Spamassassin's TxRep Reputation and Bayesian filters

August 17, 2025 by Roberto Puzzanghera 16 comments

TxRep was designed as an enhanced replacement of the AutoWhitelist plugin. TxRep, just like AWL, tracks scores of messages previously received, and adjusts the current message score, either by boosting messages from senders who send ham or penalizing senders who have sent spam previously. This not only treats some senders as if they were whitelisted but also treats spammers as if they were blacklisted. Each message from a particular sender adjusts the historical total score which can change them from a spammer if they send non-spam messages. Senders who are considered non-spammers can become treated as spammers if they send messages which appear to be spam. Simpler told TxRep is a score averaging system. It keeps track of the historical average of a sender, and pushes any subsequent mail towards that average.

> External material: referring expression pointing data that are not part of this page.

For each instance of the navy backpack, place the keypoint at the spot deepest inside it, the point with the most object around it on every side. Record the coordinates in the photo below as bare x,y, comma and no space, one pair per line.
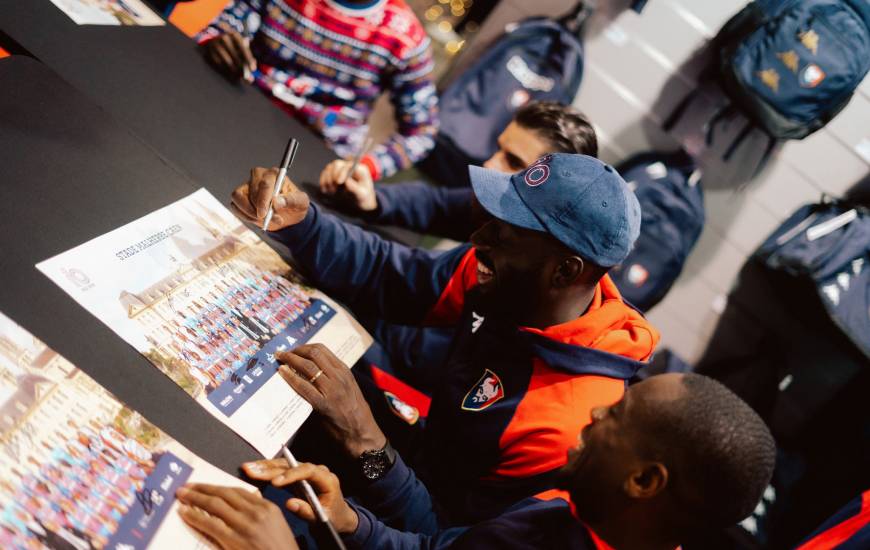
829,243
789,66
536,59
672,214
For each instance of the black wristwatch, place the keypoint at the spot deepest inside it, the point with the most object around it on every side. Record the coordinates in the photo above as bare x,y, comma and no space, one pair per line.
375,464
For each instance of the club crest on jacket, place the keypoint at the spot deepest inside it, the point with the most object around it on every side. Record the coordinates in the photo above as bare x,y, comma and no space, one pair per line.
484,392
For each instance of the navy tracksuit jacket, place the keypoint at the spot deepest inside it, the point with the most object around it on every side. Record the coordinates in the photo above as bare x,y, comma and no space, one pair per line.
509,401
399,498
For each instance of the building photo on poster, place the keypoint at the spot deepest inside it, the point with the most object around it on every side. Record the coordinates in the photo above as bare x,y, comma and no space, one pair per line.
209,303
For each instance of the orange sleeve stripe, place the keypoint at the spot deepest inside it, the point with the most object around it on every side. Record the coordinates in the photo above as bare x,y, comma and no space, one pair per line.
449,306
553,494
403,391
192,17
841,532
546,423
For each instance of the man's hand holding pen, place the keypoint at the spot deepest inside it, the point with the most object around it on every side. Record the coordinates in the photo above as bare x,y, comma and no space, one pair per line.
251,200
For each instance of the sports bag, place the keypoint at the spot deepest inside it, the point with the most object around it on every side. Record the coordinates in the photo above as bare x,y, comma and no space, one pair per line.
536,59
792,65
829,243
672,217
789,66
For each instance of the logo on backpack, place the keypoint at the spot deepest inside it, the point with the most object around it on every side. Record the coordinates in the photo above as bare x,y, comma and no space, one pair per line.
484,392
401,409
770,78
519,98
517,66
810,40
811,76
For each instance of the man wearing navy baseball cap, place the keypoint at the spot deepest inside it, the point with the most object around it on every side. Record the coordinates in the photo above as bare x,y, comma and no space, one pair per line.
542,335
571,213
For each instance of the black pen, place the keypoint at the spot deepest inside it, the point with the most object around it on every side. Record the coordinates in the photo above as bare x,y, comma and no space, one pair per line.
289,155
312,499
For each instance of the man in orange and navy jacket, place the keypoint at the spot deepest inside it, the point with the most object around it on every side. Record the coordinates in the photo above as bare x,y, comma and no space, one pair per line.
680,455
542,334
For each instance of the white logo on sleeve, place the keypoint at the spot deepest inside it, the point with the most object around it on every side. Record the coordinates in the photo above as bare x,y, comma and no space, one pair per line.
478,320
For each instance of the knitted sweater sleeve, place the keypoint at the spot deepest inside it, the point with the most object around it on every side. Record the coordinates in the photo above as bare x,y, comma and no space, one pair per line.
415,100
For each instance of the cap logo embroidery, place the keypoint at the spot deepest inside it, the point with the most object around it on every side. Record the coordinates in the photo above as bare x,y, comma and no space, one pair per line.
538,173
483,393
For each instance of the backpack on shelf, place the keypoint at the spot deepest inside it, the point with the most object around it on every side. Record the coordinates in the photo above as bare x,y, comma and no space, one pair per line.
536,59
672,217
789,66
829,244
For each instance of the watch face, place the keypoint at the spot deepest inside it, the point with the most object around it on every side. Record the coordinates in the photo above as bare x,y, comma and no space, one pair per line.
374,464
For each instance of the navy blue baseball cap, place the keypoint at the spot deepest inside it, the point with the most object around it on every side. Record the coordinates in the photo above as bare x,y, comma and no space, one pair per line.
579,200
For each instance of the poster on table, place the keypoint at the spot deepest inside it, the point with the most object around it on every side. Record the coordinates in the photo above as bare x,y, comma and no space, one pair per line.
210,304
109,12
78,469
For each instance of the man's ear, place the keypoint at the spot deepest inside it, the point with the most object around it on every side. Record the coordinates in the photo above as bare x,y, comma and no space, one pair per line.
647,481
568,272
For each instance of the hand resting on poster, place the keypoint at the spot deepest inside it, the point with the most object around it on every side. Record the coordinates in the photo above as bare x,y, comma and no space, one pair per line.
235,519
279,473
328,385
230,54
250,201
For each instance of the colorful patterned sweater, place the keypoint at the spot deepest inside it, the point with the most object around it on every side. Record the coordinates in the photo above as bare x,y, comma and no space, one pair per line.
327,61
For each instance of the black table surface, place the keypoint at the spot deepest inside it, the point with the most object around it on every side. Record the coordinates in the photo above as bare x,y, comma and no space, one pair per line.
154,80
72,172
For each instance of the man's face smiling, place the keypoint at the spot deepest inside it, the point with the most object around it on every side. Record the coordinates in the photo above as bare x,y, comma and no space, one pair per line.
513,265
518,147
607,452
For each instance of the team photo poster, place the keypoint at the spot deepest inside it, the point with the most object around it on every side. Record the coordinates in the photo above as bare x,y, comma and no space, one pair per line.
79,470
210,304
109,12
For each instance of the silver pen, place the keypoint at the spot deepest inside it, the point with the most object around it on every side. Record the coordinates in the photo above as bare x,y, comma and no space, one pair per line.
312,499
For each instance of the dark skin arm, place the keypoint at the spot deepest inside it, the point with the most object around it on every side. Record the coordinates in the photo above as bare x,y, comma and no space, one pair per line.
250,200
324,483
235,519
230,54
334,395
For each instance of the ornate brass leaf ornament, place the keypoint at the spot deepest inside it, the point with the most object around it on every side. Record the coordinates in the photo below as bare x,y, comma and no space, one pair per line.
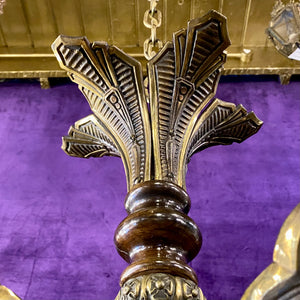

The Bayesian classifier in Spamassassin tries to identify spam by looking at what are called tokens; words or short character sequences that are commonly found in spam or ham. If I've handed 100 messages to sa-learn that have the phrase penis enlargement and told it that those are all spam, when the 101st message comes in with the words penis and enlargment, the Bayesian classifier will be pretty sure that the new message is spam and will increase the spam score of that message.

Bayes is essentially a statistical classifier: it looks at the tokens (words, headers, URLs, etc.) and calculates the probability that the message is spam, regardless of the sender, but only the content.

TxRep, on the other hand, tracks the sender's reputation (email address + IP).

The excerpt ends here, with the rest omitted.